The main component of the mRNA vaccine is the mRNA molecule. The purpose of making the vaccine is to help cells make proteins that will stimulate the immune system to build immunity against disease. The mRNA molecule is made synthetically according to the sequence of amino acids(building blocks) required to make the antigen protein expressed by the cell on its membrane.

The overall functioning of mRNA vaccines; Image Credits: Nicholas A. C. Jackson is licensed under CC BY 4.0

Some vectors help in the delivery of this mRNA molecule. One of the methods used is the delivery of mRNA encapsulated in lipid nanoparticles. The lipids are a group of non-polar biomolecules. the lipid nanoparticles help deliver the mRNA in the cell’s cytosol.

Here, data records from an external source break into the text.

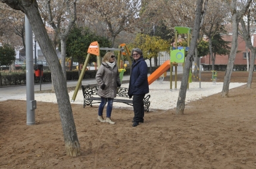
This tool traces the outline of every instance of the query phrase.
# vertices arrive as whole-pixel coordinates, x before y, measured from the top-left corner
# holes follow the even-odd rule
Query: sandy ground
[[[49,94],[35,95],[32,126],[26,125],[26,100],[0,101],[0,168],[256,168],[255,74],[248,89],[242,85],[248,73],[233,72],[228,98],[219,93],[224,72],[218,72],[216,84],[209,82],[210,74],[202,74],[202,88],[198,82],[189,84],[183,116],[170,106],[175,106],[178,90],[170,91],[168,78],[154,82],[149,112],[136,127],[129,107],[113,109],[115,125],[100,123],[98,106],[83,108],[78,94],[72,104],[78,157],[65,155],[57,104],[39,101]]]
[[[176,106],[177,98],[179,97],[180,81],[177,82],[177,88],[175,89],[175,83],[173,82],[173,88],[170,90],[170,81],[155,81],[149,85],[149,98],[150,107],[149,111],[154,110],[168,110]],[[223,82],[213,83],[213,82],[193,82],[189,83],[189,89],[187,90],[186,95],[186,103],[193,100],[196,100],[211,95],[222,91]],[[232,89],[238,87],[245,83],[232,82],[229,85],[229,88]],[[129,84],[123,84],[122,87],[128,87]],[[70,100],[72,100],[74,90],[69,90]],[[146,94],[148,95],[148,94]],[[94,96],[97,97],[97,95]],[[26,97],[24,94],[17,100],[26,100]],[[35,93],[35,99],[37,101],[44,101],[57,103],[57,99],[55,93]],[[129,99],[129,98],[127,98]],[[83,95],[82,90],[80,90],[77,94],[75,101],[72,104],[83,104]],[[95,103],[93,106],[98,106],[99,104]],[[125,109],[133,110],[132,107],[124,103],[114,103],[114,108]]]

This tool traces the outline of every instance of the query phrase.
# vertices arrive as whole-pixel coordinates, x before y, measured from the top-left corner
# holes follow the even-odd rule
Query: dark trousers
[[[133,104],[134,117],[133,120],[137,122],[143,122],[144,119],[144,104],[143,99],[145,94],[133,95],[132,104]]]

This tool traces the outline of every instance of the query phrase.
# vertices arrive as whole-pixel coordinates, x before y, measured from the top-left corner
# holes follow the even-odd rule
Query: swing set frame
[[[85,75],[85,71],[86,71],[87,65],[88,65],[90,58],[92,55],[95,55],[97,57],[97,68],[101,65],[101,57],[100,56],[100,50],[104,50],[108,51],[119,51],[117,56],[117,68],[118,70],[122,68],[122,65],[120,65],[121,56],[126,55],[127,59],[129,62],[130,65],[132,65],[132,59],[130,57],[130,52],[125,43],[122,43],[119,45],[118,48],[108,48],[108,47],[99,47],[99,44],[98,42],[93,42],[90,44],[88,50],[87,51],[86,59],[85,59],[83,64],[83,68],[81,70],[81,74],[80,74],[79,78],[78,79],[77,84],[76,86],[76,89],[72,97],[71,102],[74,102],[76,96],[77,95],[78,91],[80,87],[82,87],[82,81]]]

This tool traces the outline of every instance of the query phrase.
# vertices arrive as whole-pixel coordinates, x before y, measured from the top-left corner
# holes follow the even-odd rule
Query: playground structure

The cytosol has many ribosomes. These make proteins(antigen) using the mRNA template. Expression of these antigens on the cell membrane stimulates the immune system to build immunity against the disease.

Advantages of mRNA vaccines

1. Production of mRNA vaccines is flexible and highly scalable.
2. Translation of mRNA occurs in the cytosol of the cell itself. RNA does not integrate itself into the host genome, and the RNA strand in the vaccine degrades once the protein generates. As a result, the cell’s genome is not perturbed and prevents the cell from adverse effects due to the DNA strand’s addition in the genome.
3. mRNA vaccines can be produced more rapidly in the laboratory in a process that can be standardized, improving their responsiveness to emerging outbreaks.

Conclusion

Now, we know about the DNA vaccine as well as the mRNA vaccine. Along with these, there are many types of vaccines. Both have their pros and cons. The choice of the vaccine solely depends on the purpose, cost, efficiency, safety, and many other factors.